O Nordeste, assim como Alagoas, está em situação pior que Paraguai, Peru e Suriname. O Ceará, com média de 69,6 anos, ficaria empatado com Suriname e Tailândia, no 101º lugar. A Região Sul tinha a média mais alta de expectativa de vida: 74,2 anos, equivalente à da Eslováquia, que estava em 53º lugar nesse ranking específico. O Sudeste vinha em segundo, com expectativa de 73,5 anos, igual à da Tunísia (59ª posição), seguido pelo Centro-Oeste, com 73,2 anos (Venezuela, 61ª), pelo Norte, com 71 anos (Cabo Verde e Filipinas, 90ª) e o Nordeste, com 69.

- O IDH é calculado com base em médias, o que esconde disparidades brutais. O Brasil tem muitas desigualdades e, mesmo dentro de uma cidade, há bairros com mortalidade infantil zero e outros com taxas acima de 100 (óbitos para cada 1.000 bebês nascidos vivos). Ou seja, padrões de vida dos primeiros países do mundo ao lado de taxas africanas - diz o assessor especial de Desenvolvimento do Pnud, Flávio Comim.

A alfabetização de jovens e adultos, que compõe o indicador de educação, ao lado das taxas de matrículas nos ensinos básico e superior, é outro retrato do desenvolvimento desigual do país. Alagoas, mais uma vez, era o estado em pior situação: apenas 70,7% da população acima de 15 anos sabiam ler e escrever em 2005, segundo a Pesquisa Nacional por Amostra de Domicílios (Pnad) do IBGE.

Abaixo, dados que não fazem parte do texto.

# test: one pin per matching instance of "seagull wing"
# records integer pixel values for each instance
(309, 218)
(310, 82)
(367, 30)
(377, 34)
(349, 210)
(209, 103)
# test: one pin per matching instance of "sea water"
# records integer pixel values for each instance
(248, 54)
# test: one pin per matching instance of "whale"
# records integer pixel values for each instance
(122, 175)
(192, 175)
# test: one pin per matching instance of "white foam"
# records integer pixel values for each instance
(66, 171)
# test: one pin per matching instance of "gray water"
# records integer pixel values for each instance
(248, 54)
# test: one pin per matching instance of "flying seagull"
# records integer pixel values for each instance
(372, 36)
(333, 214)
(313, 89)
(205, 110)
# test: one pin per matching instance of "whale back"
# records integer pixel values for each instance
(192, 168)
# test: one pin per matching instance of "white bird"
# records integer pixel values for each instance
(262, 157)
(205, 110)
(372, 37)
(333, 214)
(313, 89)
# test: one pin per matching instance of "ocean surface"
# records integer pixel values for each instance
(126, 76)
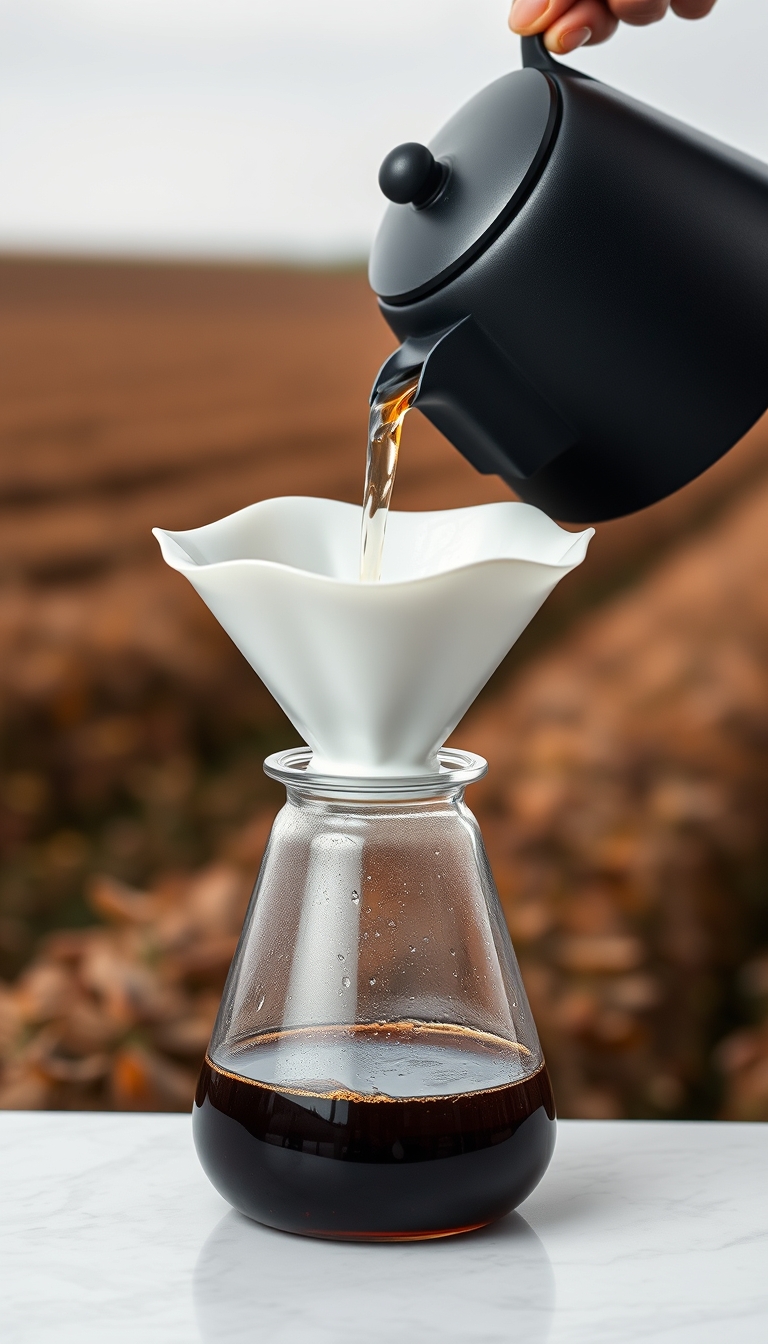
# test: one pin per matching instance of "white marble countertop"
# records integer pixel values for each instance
(640, 1231)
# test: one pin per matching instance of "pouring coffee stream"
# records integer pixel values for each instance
(389, 407)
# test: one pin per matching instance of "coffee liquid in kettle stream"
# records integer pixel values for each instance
(385, 428)
(326, 1157)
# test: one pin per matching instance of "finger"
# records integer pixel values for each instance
(693, 8)
(639, 12)
(587, 23)
(531, 16)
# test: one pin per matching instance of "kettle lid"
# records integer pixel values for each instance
(451, 200)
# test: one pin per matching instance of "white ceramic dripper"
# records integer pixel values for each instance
(374, 676)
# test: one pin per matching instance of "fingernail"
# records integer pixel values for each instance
(573, 39)
(525, 12)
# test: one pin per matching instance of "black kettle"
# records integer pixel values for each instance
(581, 285)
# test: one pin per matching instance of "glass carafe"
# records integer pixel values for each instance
(374, 1071)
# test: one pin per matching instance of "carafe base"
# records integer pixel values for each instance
(379, 1169)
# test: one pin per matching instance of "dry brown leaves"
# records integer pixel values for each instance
(119, 1015)
(626, 817)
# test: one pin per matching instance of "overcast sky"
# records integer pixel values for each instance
(256, 127)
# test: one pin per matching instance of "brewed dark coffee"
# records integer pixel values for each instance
(327, 1160)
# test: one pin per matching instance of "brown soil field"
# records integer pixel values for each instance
(132, 733)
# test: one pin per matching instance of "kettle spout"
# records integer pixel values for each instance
(479, 401)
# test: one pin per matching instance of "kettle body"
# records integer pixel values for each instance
(584, 295)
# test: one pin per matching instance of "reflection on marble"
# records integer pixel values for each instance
(639, 1231)
(482, 1286)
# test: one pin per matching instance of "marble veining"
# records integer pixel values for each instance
(640, 1231)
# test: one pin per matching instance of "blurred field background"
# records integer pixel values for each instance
(626, 811)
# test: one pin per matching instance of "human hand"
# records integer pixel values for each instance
(568, 24)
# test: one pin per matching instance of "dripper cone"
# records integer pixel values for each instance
(374, 676)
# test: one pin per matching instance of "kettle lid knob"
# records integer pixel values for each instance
(410, 175)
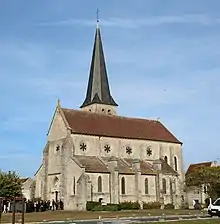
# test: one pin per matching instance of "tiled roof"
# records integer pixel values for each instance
(145, 167)
(192, 167)
(82, 122)
(24, 179)
(92, 164)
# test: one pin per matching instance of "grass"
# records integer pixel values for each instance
(73, 215)
(207, 221)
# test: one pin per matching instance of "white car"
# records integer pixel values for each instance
(214, 208)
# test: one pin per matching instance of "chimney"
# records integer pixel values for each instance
(136, 165)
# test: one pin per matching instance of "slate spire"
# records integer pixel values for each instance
(98, 90)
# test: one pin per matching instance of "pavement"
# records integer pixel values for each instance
(130, 220)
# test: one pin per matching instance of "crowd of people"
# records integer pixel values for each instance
(32, 206)
(42, 206)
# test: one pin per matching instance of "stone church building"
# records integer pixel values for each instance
(94, 154)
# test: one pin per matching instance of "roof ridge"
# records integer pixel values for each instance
(115, 116)
(201, 163)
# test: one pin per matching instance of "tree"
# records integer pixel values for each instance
(10, 184)
(207, 178)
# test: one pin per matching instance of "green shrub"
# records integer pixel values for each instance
(90, 205)
(97, 208)
(128, 205)
(169, 206)
(151, 205)
(184, 205)
(111, 207)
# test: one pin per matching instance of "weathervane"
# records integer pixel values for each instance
(97, 15)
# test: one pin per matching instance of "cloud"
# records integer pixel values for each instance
(137, 23)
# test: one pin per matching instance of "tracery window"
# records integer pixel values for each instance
(164, 186)
(146, 186)
(107, 148)
(166, 159)
(122, 185)
(175, 163)
(82, 146)
(149, 151)
(128, 150)
(99, 184)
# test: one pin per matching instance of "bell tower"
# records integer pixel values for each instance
(98, 97)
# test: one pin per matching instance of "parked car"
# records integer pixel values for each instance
(214, 208)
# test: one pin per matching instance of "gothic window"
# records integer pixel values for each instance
(175, 163)
(122, 185)
(99, 184)
(74, 185)
(149, 151)
(82, 146)
(107, 148)
(164, 186)
(128, 150)
(146, 186)
(55, 182)
(57, 148)
(166, 159)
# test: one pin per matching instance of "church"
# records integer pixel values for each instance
(94, 154)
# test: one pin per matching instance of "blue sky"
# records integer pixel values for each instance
(162, 59)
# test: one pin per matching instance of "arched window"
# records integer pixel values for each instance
(74, 185)
(166, 159)
(146, 186)
(122, 185)
(99, 184)
(164, 186)
(175, 163)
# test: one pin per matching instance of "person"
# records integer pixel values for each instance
(61, 205)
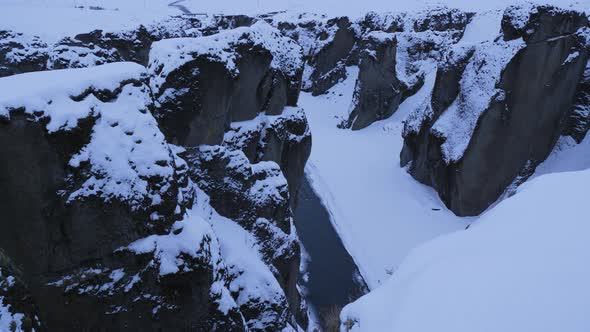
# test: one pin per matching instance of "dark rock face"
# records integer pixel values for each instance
(443, 19)
(378, 92)
(256, 196)
(328, 63)
(284, 139)
(520, 122)
(72, 224)
(578, 124)
(200, 95)
(15, 299)
(383, 83)
(102, 47)
(20, 53)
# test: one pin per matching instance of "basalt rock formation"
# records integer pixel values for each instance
(497, 110)
(121, 232)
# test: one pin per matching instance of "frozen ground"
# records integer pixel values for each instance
(521, 267)
(379, 210)
(53, 19)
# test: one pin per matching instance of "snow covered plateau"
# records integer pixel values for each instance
(165, 164)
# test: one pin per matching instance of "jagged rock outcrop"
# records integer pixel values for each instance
(498, 110)
(284, 139)
(18, 312)
(578, 124)
(203, 84)
(117, 232)
(334, 46)
(233, 88)
(256, 196)
(327, 43)
(95, 224)
(396, 51)
(378, 92)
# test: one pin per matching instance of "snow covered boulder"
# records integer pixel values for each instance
(284, 139)
(395, 52)
(497, 111)
(93, 206)
(18, 311)
(203, 84)
(334, 46)
(20, 53)
(578, 124)
(256, 197)
(378, 92)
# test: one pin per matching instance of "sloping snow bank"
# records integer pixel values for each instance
(377, 208)
(521, 267)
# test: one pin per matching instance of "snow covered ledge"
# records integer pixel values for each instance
(485, 279)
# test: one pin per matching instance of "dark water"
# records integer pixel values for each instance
(333, 278)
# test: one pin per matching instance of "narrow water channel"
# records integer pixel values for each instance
(331, 279)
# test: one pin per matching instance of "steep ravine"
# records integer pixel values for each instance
(331, 279)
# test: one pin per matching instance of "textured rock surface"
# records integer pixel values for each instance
(378, 92)
(20, 53)
(578, 124)
(203, 84)
(68, 222)
(256, 196)
(497, 113)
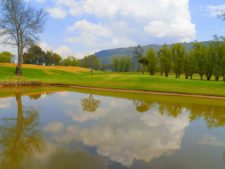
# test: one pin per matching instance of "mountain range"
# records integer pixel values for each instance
(106, 56)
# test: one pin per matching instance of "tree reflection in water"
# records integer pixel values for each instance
(19, 137)
(214, 116)
(90, 104)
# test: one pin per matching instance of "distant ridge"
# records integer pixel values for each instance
(106, 55)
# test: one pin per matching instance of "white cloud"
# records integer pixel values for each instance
(56, 12)
(154, 19)
(215, 10)
(5, 103)
(63, 50)
(97, 36)
(40, 1)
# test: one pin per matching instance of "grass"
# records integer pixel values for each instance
(133, 81)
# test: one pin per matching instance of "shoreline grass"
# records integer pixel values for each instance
(127, 81)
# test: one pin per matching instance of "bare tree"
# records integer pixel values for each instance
(19, 25)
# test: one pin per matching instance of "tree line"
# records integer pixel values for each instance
(206, 60)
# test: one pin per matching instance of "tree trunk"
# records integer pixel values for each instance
(166, 74)
(19, 113)
(20, 61)
(209, 77)
(217, 78)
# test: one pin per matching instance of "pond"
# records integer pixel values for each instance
(60, 128)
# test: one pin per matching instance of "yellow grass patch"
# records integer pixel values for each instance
(63, 68)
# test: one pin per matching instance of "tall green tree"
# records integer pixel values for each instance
(92, 62)
(6, 57)
(144, 63)
(20, 24)
(165, 60)
(199, 53)
(152, 58)
(222, 65)
(34, 55)
(216, 49)
(190, 65)
(178, 55)
(121, 64)
(70, 61)
(137, 55)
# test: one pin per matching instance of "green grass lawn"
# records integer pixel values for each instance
(135, 81)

É a mesma taxa de Madagascar, o país africano que ocupa a 143º posição no ranking do IDH, atrás do Nepal, Suazilândia e Bangladesh, com índice de desenvolvimento humano de 0,533 - logo acima, portanto, da faixa de baixo desenvolvimento, que vai de 0 a 0,500. No Ceará, a taxa era de 87,4%, menor inclusive do que a nordestina, de 88,1%, a mais baixa do país na comparação entre regiões geográficas.

No outro extremo, está a Região Metropolitana de Porto Alegre, onde a taxa de alfabetização alcançava 96,5%. A realidade local supera a de países como Grécia, Chile e Portugal, com 96%, 95,7% e 93,8%, respectivamente. O Distrito Federal, unidade da federação com o melhor desempenho em alfabetização de jovens e adultos, tinha taxa de 95,3%, atrás do Chile e à frente da Costa Rica.

- Não dá para combater o analfabetismo no interior do Nordeste da forma como se faz nos estados mais desenvolvidos - receita a presidente do Conselho Nacional de Secretários da Educação (Consed), Maria Auxiliadora, que é secretária da Educação de Tocantins.

Se fosse um país, o Estado do Rio ficaria em melhor posição do que o Brasil no ranking do IDH. Na expectativa de vida, por exemplo, o dado fluminense era de 72,4 anos, o suficiente, porém, para igualar-se apenas à Ilha Maurício, na África, que ocupa a 70ª colocação no ranking da saúde e, no IDH, ficou em 65º lugar.

Em relação ao analfabetismo, o Rio tinha uma taxa de 95,2% de alfabetização de jovens e adultos, melhor do que a da Costa Rica (94,9%) e pior do que a do Chile (95,7%). Os dois países estão no grupo do alto desenvolvimento humano.

A despeito da histórica desigualdade brasileira, o país tem motivos para comemorar, segundo o chefe do Centro de Políticas Sociais da Fundação Getúlio Vargas (FGV), o economista Marcelo Neri. Ele observa que a população mais pobre está no foco de políticas públicas de transferência de renda, educação e saúde e está sendo ajudada pela recuperação consistente da renda:

- O ano de 2006 foi o melhor da década em redução da pobreza no Brasil. Estamos na década de redução da desigualdade, assim como os anos 80 foram da redemocratização, e os anos 90, da estabilização econômica.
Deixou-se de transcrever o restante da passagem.